Another day, another departure. This one caught me a little closer than the past few celebrity deaths. Frank McCourt, author of "Angela's Ashes" joined the choir invisible on Sunday. He was seventy-eight years young.
Even though he was known primarily for the story of his impoverished youth in Ireland, my own McCourt fixation centered on his recollections of teaching public school, "Teacher Man." Four years ago, when I really needed a shove from behind to get out the door on most days, I read this memoir and felt instant relief. I wasn't the only one who routinely felt that they were making things up as they went along. I wasn't alone walking the tightrope between administrators and parents. I took great solace in the thirty-year career that Mister McCourt enjoyed before retiring and beginning his writing career.
Most of all, he was the one who made it okay for me to share myself as a human being to my students.

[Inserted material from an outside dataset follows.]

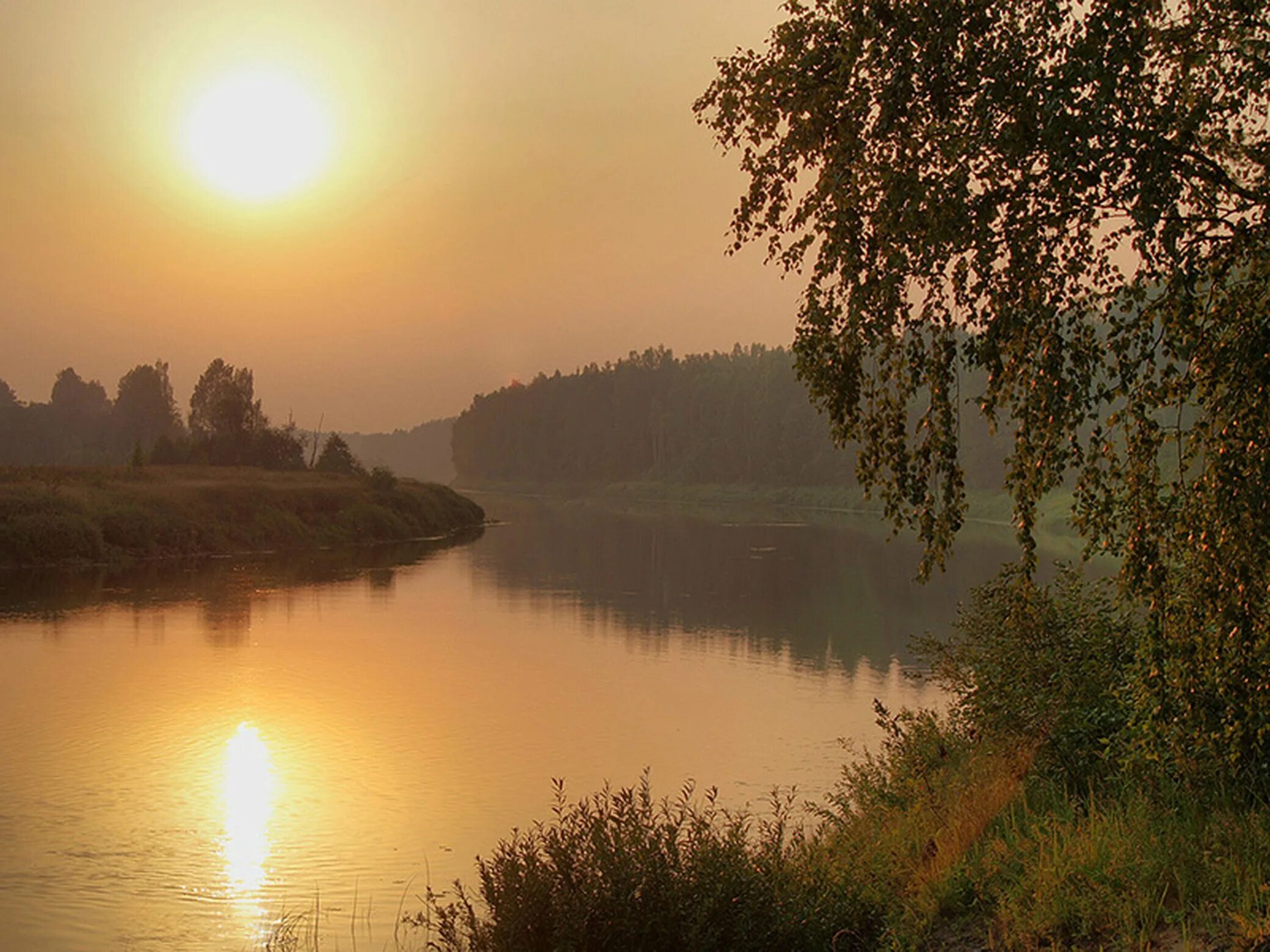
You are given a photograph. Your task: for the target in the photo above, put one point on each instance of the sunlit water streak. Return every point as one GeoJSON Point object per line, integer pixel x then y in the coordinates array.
{"type": "Point", "coordinates": [183, 759]}
{"type": "Point", "coordinates": [249, 791]}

My own youth and upbringing, though at times completely disparate from that of the kids in my class, could still inform my teaching. Having a kid of my own allowed me a window on their world that I was careful about opening when I started. He's also the one who wrote so eloquently of the terror and pleasure of taking a group of inner-city kids out into the world. Taking a busload into Times Square to see a movie? Read the book and you'll understand.
"F. Scott Fitzgerald said there are no second acts in American lives. I think I've proven him wrong," McCourt later explained. "And all because I refused to settle for a one-act existence, the thirty years I taught English in various New York City high schools." Bravo for acts one and two.
Oh, Angela's Ashes was sooo depressing! I started to give monthly to our local food bank after reading that book. RIP!